Invariably, things will work out. We have a seriously uncanny way of emerging from hardship with surprisingly few scars. That doesn’t make the interim any easier, of course, and while I want to be hopeful… well, it bleeds the energy right out of you.

A month ago, when I was heaving that sigh, I was staring at the arbitrary start of the new year with aspiration and a bit of hope. 2024 would be the year I finished the next book. I had plans for my podcasts and my Patreon supporters, and I was thinking about heading to Kickstarter with another gaming project. I was lining out ways to address the damage to our credit in the wake of the Pandemic, and we were starting to talk about buying a car and working toward a house.

That phone call was a serious kick in the teeth.

But we have each other. We have amazing friends and family that have helped where they can. We have games that bring us joy, and my projects – while on a temporary hold – continue to tantalize me with their possibilities. I am optimistic about the next adventure, no matter the hardship, because perseverance is inevitably the greatest tool in our collective utility belt.
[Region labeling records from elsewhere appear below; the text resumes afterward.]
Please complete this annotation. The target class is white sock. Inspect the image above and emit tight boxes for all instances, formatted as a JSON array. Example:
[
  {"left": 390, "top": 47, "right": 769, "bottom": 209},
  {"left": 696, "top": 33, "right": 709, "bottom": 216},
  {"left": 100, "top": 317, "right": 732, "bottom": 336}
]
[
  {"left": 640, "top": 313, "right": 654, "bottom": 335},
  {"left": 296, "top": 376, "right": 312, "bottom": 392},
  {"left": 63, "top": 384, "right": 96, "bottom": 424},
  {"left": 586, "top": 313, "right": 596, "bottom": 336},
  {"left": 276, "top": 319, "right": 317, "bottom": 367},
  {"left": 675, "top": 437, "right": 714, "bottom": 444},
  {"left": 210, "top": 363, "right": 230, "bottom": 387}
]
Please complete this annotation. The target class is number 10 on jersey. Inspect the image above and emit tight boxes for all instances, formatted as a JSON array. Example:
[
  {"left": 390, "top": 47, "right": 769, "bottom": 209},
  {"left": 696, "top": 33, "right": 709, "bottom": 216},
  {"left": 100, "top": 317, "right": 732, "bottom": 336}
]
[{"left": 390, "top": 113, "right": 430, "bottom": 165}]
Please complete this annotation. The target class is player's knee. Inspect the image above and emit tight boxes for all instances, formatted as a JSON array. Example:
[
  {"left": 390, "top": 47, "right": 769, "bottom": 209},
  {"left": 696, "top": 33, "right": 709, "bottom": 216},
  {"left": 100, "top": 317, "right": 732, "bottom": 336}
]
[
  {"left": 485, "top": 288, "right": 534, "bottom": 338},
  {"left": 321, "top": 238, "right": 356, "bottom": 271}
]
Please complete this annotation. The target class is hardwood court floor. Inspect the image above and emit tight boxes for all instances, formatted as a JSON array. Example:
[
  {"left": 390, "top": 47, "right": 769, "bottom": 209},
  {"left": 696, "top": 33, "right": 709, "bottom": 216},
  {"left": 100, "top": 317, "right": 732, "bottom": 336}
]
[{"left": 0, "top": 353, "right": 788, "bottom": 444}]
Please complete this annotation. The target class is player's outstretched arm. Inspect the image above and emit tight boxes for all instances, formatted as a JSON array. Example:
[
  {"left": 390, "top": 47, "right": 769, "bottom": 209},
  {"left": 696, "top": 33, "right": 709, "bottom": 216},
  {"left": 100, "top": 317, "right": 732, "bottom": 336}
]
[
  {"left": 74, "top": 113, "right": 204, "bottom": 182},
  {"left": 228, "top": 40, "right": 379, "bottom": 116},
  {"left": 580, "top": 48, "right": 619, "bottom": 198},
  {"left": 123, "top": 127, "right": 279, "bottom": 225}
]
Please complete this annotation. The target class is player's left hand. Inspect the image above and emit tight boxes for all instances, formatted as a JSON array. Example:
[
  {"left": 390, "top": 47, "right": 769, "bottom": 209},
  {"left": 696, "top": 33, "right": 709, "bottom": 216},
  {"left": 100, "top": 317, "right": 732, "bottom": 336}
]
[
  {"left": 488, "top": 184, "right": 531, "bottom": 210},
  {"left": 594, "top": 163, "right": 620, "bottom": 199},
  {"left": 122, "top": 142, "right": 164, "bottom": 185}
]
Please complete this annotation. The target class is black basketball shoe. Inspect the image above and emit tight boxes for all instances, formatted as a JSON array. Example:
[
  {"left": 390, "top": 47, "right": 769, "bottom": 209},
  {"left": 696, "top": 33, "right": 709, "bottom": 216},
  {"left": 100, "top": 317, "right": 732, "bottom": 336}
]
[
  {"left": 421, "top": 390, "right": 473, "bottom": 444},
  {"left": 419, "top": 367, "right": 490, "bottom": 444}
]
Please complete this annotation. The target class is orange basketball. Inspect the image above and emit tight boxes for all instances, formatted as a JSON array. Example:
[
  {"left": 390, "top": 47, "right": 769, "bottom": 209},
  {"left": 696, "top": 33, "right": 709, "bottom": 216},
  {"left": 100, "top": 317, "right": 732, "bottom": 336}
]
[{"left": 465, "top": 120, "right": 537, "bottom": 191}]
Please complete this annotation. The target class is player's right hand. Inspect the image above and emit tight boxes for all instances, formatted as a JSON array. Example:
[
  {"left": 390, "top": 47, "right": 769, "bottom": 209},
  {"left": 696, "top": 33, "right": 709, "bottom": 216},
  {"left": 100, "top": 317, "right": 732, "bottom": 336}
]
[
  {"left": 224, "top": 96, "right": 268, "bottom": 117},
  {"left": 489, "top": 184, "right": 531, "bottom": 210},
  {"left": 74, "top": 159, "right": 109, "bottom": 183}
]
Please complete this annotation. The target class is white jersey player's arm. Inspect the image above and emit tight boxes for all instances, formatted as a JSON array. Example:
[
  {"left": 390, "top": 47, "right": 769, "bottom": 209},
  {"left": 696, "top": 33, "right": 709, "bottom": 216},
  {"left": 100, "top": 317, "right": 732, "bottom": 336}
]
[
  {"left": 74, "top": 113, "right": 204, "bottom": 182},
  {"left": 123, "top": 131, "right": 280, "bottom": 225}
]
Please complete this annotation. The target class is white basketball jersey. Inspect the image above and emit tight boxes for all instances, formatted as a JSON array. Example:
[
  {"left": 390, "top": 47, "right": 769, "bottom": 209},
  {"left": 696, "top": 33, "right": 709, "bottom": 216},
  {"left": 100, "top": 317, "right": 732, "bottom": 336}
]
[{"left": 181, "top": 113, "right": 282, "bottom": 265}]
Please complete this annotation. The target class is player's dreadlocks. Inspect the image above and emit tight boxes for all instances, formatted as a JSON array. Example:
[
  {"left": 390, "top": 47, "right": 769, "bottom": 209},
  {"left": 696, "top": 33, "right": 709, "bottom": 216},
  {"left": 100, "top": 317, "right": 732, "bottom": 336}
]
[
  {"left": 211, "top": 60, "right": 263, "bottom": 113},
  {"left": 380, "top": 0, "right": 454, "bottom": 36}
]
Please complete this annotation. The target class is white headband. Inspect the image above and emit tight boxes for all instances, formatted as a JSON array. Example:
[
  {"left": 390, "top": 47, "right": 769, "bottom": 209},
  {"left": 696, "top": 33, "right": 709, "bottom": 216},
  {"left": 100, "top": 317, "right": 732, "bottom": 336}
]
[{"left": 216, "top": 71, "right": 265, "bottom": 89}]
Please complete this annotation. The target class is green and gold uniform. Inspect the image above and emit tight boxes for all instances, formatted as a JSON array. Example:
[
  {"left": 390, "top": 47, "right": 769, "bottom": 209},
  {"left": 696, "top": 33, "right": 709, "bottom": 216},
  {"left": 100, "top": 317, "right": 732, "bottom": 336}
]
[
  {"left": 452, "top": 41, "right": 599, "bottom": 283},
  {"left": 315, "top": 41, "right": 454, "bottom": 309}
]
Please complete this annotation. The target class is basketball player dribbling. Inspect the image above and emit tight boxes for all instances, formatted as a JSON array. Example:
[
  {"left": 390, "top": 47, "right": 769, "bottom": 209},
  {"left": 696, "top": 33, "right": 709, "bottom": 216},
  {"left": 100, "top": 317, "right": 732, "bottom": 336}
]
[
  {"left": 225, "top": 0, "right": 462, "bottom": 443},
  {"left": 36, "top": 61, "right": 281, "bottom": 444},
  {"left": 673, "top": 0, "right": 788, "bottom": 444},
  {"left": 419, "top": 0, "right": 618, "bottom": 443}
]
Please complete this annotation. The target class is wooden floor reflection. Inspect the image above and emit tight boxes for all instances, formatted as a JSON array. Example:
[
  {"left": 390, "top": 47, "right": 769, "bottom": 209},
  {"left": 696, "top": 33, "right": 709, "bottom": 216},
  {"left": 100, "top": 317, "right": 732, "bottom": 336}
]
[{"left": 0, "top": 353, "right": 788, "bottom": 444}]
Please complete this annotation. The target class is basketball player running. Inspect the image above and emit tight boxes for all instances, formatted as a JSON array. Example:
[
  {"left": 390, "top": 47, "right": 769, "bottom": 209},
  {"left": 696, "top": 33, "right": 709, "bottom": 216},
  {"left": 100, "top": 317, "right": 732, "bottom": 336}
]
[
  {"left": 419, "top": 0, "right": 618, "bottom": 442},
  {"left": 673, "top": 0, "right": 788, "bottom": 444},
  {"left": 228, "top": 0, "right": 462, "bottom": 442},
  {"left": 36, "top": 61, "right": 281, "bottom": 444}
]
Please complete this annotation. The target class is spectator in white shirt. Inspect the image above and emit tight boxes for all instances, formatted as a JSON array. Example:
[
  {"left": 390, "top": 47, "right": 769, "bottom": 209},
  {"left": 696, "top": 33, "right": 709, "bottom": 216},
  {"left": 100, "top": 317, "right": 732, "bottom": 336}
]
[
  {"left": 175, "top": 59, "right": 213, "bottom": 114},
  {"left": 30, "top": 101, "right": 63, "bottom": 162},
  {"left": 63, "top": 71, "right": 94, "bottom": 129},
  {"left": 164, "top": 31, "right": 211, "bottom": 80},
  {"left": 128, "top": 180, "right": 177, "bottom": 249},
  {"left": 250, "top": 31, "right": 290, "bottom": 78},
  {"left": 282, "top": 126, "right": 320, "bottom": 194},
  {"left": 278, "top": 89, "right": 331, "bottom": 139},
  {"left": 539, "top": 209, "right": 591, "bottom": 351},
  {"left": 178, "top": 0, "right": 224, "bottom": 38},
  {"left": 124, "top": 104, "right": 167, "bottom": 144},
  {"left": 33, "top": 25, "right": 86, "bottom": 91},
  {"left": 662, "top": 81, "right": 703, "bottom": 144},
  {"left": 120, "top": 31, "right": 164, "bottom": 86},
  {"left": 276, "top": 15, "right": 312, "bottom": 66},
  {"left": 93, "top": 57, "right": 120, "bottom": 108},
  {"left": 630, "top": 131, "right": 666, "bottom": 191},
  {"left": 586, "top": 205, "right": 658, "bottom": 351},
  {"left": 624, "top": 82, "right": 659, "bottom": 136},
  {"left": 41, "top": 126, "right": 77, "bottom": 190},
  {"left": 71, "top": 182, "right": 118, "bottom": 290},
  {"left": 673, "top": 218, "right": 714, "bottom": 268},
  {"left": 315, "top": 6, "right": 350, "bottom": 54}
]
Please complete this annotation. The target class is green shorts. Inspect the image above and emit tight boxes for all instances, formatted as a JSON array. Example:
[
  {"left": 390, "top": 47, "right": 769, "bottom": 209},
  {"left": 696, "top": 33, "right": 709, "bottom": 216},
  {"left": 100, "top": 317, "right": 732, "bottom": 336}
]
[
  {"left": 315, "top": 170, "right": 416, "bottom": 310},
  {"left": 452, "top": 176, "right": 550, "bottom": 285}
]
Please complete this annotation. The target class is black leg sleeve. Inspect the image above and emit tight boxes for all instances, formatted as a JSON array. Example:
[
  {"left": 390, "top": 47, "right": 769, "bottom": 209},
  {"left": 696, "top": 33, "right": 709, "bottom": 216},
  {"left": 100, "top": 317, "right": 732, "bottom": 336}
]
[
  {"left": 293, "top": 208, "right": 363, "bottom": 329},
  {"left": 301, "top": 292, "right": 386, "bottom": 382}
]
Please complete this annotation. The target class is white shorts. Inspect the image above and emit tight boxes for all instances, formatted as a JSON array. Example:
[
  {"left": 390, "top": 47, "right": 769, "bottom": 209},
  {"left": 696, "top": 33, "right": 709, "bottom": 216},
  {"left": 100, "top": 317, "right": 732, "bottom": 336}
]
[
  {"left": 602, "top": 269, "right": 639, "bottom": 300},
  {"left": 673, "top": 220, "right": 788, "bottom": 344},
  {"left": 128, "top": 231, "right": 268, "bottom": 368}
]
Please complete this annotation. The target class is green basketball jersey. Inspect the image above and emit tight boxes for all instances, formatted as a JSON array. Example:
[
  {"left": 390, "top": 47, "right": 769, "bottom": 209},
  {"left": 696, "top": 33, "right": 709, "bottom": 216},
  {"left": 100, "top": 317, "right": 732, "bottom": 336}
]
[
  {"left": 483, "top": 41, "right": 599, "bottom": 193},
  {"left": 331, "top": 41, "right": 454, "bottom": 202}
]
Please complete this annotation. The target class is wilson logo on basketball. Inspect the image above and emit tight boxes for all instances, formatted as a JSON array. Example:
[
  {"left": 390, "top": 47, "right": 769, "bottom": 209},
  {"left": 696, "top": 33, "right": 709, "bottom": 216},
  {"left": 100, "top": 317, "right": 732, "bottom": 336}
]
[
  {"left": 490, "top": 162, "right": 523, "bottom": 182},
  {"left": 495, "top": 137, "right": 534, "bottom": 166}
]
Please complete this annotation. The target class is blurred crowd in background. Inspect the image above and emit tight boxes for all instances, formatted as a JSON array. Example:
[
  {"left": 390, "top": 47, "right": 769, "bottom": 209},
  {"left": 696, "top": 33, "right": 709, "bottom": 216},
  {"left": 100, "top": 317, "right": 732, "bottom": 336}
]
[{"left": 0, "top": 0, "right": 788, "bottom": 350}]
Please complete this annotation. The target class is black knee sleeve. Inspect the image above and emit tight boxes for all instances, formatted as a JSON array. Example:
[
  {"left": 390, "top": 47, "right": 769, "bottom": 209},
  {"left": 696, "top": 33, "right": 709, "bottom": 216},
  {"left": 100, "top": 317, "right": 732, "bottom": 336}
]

And there’s one other thing I want to acknowledge. Over the years, my wife and I have striven to be the kind of friends who help anyone we can. We’ve opened our home and our pantry, our wallets when we could – sometimes even when we couldn’t – and the karmic elevation of that devotion to showing love and respect to those around us is paying off in dividends. It’s not a reward for good behavior – the reward, conspicuously enough, was caring for others – but rather a reminder that your kindness and compassion has a way of being revisited upon you when the need is there.

Good morrow, friends. Wherever you are, we’ll see you soon.